Examples of people/communities who are more likely to suffer from health inequalities

A few of the more common people and/or communities who are more likely to suffer from health inequalities in the UK include, but are not limited to, the following:

  • People on low incomes
  • People from areas with high levels of unemployment
  • People residing in deprived areas
  • People living in areas with poor education
  • People with disabilities
  • People from the LGBTQ community
  • Non-Caucasian individuals
  • Vulnerable groups of society, i.e. migrants, travellers, rough sleepers, sex workers, homeless people
  • People in secluded and isolated areas

How can health inequalities be addressed?

The simple fact of the matter is that, because not everybody has access to high-quality healthcare, those who are affected by health inequality will suffer, and may even lose their lives. The good news is that this is being addressed, albeit at a much slower rate than should be.

The Health and Social Care Act 2012 was responsible for introducing the first legal duties regarding health inequalities. This act contained specific health and social care duties for health bodies here in the UK, including Public Health England, NHS England, Clinical Commissioning Groups, and the Department of Health which legally required these bodies to provide due regard in reducing health inequalities between residents of the UK.

Regarding public sector bodies, the Equality Act 2010, was responsible for establishing equality duties for public sector bodies, with the aim of introducing health equality into day-to-day businesses of all public sector bodies which were subject to this specific duty.

There are also multiple tools in place, as well as apps and software designed to tackle health inequality, plus more awareness is being raised on the matter.
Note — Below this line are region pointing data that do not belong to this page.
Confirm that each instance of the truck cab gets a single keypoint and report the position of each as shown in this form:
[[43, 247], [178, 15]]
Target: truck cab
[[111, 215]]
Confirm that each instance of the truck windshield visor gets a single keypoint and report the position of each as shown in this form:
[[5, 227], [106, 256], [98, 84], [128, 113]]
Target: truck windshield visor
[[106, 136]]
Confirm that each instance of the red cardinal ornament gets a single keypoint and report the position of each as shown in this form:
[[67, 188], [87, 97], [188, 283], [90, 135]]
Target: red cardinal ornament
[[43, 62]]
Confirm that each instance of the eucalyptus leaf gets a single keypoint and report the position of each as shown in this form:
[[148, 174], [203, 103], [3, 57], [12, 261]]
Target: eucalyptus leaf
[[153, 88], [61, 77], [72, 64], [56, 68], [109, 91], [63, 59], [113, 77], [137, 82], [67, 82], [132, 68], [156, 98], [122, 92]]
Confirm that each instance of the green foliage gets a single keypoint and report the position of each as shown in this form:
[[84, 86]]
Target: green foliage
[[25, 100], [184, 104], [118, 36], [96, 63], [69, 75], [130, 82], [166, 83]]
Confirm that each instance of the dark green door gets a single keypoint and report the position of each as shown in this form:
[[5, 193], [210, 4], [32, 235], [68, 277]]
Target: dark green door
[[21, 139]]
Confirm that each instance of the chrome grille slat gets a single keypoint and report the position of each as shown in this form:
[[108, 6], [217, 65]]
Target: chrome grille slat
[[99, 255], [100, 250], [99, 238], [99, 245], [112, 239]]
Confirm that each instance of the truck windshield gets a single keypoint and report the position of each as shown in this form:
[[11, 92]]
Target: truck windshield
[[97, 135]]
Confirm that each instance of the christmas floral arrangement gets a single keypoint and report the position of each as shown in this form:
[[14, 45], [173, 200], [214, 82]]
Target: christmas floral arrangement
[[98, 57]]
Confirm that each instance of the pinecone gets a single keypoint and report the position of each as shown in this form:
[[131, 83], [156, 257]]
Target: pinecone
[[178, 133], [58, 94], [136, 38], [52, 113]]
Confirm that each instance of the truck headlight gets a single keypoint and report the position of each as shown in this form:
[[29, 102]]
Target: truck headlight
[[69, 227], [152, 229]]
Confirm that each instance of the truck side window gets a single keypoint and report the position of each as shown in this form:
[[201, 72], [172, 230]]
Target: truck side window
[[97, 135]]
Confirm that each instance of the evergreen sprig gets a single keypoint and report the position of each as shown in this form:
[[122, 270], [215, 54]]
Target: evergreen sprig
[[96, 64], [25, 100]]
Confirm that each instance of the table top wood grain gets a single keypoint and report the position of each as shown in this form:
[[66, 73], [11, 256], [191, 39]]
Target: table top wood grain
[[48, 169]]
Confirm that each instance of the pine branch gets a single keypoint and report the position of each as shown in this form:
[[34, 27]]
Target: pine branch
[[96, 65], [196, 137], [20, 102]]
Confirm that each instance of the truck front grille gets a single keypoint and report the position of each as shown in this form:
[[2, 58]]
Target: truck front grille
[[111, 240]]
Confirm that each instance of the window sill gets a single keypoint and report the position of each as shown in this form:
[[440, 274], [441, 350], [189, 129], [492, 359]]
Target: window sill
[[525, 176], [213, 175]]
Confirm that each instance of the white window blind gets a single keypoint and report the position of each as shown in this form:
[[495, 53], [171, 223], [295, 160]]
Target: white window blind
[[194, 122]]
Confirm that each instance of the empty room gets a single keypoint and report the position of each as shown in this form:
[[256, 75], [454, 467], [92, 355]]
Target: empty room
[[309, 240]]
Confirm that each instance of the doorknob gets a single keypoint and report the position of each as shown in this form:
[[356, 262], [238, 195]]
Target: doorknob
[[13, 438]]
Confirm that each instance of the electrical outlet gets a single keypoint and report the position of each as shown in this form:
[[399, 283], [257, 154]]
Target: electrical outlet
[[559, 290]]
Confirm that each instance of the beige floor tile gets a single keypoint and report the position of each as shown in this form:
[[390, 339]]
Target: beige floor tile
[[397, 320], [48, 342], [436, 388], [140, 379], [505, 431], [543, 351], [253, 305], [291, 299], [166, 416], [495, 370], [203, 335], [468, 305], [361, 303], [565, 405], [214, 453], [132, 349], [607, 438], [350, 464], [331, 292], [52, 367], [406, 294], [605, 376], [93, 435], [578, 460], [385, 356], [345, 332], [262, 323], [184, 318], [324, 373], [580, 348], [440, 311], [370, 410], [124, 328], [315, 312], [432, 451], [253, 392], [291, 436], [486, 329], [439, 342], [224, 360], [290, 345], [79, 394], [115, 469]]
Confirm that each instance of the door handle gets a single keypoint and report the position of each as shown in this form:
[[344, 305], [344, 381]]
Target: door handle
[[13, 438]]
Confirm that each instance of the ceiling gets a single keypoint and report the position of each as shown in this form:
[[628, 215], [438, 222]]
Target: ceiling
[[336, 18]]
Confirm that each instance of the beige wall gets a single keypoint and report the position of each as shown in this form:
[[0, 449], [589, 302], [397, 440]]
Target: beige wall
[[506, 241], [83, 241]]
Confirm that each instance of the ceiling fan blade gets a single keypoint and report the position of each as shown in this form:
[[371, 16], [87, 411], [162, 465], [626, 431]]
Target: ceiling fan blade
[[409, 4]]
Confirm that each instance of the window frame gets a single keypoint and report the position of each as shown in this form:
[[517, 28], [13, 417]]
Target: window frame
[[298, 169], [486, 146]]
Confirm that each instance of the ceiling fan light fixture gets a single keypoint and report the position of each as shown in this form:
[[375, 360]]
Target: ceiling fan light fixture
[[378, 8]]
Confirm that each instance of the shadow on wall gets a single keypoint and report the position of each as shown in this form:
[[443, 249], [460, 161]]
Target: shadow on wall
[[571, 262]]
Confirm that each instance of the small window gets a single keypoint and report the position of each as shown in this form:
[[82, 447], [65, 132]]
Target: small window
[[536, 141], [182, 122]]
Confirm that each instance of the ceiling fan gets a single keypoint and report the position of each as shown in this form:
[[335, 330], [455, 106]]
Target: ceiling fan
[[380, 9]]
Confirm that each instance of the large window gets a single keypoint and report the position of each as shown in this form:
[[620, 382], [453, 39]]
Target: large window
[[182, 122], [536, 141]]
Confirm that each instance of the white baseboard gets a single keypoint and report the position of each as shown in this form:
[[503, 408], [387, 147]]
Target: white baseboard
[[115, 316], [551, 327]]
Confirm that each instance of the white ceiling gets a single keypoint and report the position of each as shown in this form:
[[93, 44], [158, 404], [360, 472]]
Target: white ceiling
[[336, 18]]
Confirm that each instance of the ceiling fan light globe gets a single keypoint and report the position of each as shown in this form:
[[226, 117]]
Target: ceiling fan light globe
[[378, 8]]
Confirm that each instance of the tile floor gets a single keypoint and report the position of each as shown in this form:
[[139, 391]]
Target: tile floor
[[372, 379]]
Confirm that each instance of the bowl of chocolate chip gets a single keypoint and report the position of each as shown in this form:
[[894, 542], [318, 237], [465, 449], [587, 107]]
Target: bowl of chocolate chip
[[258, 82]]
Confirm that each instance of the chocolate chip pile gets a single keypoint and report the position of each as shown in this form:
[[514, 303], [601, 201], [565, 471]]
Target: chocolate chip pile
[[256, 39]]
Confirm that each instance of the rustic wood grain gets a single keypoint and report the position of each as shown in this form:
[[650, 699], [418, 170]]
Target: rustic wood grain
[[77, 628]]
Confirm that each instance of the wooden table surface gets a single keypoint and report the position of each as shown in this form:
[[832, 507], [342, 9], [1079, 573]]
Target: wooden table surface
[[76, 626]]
The aims, amongst others, are to provide better housing and better employment opportunities to help break the cycle, and although the pace is leisurely at best, we do appear to be making progress.

Everyone has the right to live a healthy life, to access quality healthcare and to have at minimum equality all across the board. Having the conversation around health inequalities may be uncomfortable for some but is necessary for all. After all, people come first and putting people first means putting everyone on a level playing field.